Apparently, when I join two absolute paths, instead of (expected) joining, one of them is completely replaced. This is from the documentation of Path join:
Creates an owned [PathBuf] with path adjoined to self. If path is absolute, it replaces the current path. assert_eq!(Path::new("/etc").join("/bin/sh"), PathBuf::from("/bin/sh"));
Which is super counter-intuitive: for example, if I type cd /etc/bin/asdf, I will go to /etc/bin/asdf, not to /bin/asdf, but Path::join would produce /bin/asdf (!).
It seems that this is a common source of confusion:
What was the rationale/motivation behind implementing this behaviour for join? Why does it replace paths, when one of them is absolute?
If I were designing this, I would say that it should behave just like regular string concatenation, omitting repetitive slashes. So, if one path ends with / and the other starts with /, it should omit one of them.

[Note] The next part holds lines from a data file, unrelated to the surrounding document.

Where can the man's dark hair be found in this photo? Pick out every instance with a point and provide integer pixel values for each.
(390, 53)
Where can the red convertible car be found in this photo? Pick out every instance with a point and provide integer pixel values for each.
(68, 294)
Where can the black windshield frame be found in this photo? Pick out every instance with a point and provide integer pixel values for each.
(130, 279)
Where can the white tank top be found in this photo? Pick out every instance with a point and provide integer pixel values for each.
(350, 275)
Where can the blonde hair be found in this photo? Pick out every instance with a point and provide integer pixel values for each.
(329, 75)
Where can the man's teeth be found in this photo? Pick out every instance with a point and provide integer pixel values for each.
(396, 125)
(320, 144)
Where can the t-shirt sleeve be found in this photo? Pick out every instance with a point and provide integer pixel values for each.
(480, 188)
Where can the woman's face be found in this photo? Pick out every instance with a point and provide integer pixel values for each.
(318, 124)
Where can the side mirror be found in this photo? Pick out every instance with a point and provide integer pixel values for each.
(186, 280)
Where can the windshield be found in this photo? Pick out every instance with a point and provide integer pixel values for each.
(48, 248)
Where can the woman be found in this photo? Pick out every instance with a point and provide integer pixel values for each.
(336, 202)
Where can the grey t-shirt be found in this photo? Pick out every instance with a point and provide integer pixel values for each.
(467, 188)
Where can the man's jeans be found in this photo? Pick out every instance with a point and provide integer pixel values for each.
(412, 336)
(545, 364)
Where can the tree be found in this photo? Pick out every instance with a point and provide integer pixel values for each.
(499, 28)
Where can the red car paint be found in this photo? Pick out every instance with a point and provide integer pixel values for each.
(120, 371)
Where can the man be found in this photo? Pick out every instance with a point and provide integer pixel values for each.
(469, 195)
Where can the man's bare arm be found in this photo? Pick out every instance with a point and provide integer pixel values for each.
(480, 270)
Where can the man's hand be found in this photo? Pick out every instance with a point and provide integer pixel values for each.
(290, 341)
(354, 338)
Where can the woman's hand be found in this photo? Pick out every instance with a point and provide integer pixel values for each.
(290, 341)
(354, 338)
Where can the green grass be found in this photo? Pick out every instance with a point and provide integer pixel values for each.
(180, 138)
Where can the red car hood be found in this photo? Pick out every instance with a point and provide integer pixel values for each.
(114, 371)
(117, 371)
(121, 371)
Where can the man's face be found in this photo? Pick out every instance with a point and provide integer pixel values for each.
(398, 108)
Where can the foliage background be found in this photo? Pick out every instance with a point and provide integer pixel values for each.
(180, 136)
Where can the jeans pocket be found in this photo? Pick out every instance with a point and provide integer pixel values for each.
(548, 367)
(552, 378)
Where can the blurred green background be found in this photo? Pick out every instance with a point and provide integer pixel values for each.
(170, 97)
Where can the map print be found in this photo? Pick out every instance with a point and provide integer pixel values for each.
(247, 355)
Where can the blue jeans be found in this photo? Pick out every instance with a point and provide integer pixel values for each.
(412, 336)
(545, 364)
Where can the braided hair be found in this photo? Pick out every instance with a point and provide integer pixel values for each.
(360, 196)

This would match perfectly well to how terminal/bash works.
Is there anything that could fix the issue? Shall I just create my own join function (which would remove the leading / from the 2nd path and use join)?..
P.S.
Looks like for an answer to the 2nd question I can use strip_prefix (?):
/// let path = Path::new("/test/haha/foo.txt");
///
/// assert_eq!(path.strip_prefix("/"), Ok(Path::new("test/haha/foo.txt")));
It probably would be better to have separate type for absolute paths.
But now, join will always have broken behavior. Rust chose one which was already used in other languages.
I'm not really sure how you arrived at your shell example. Path::new("/etc").join("/usr/bin") would actually be equivalent to:
/etc $ cd /usr/bin
Which would, as you should expect, try to change the directory to /usr/bin and not/etc/usr/bin. If you wanted to change to /etc/usr/bin, you'd use cd usr/bin. That is, you'd use a relative path without a leading slash.
This is, in my opinion, a completely reasonable design that is entirely consistent with how every single shell and operating system I've ever used works.
Oh... I think now I at least understand how it could be introduced this way...
It looks like you can imagine joining of p1 and p2 as:
cd $p1
cd $p2
This is certainly not what comes into my mind first
I arrived at my example like this:
What would shell do if I wanted to cd $p1/$p2 <--- I personally think that this closer matches "joining" paths, but thank you for explanation. I think it answers my first question.
Well, if you applied that to your earlier example, you'd end up with /etc//usr/bin, which wouldn't be a valid path.
I've seen, written, and laboriously debugged enough path-handling code over the years that I actively resist treating paths as strings. That's why when I think about path operations, I think about filesystem operations, not string operations.
The behavior is useful because a caller (or config file or whatever) can choose whether it wants to use a relative or absolute path, and the callee can then simply absolutize it by adding its own prefix and the absolute path is unaffected which is probably what the caller wanted. The callee doesn't have to separately check whether the path is absolute or not.
One could also think of an absolute path as a special type of relative path where the starting / is understood to stand for as many ../ components as needed to reach the root.
Yeah, agree, 100%. There are cases when current behaviour is useful. It would be nice not to have this behaviour for the function that is called join (if you joinA and B, you never expect A to completely go away / vanish)... Or maybe at least have another standard function that does it differently.
But what exactly should it do when you join C:\WINDOWS and E:\MyHome
It should suggest changing OS.
To be honest, I do not know. Maybe for Windows there should be some Windows-specific API?.. Hard to say. But having "broken" join() for the rest of the world is not good either.
Linux is not “the rest of the world”. VxWorx is supported by Rust and uses the same path format as Windows.
And on POSIX-compliant system one may have//vol/path which is distinct from /vol/path (although, here I'm not sure whether anything but CygWin uses that… but this still would imply that there would be yet-another separate path name style with it's own separate path name handling).
That's the typical answer to “why Rust (or a crate… or a program…) does some weird thing?” question: it's usually weird to you because you don't know about many things that exist in that world.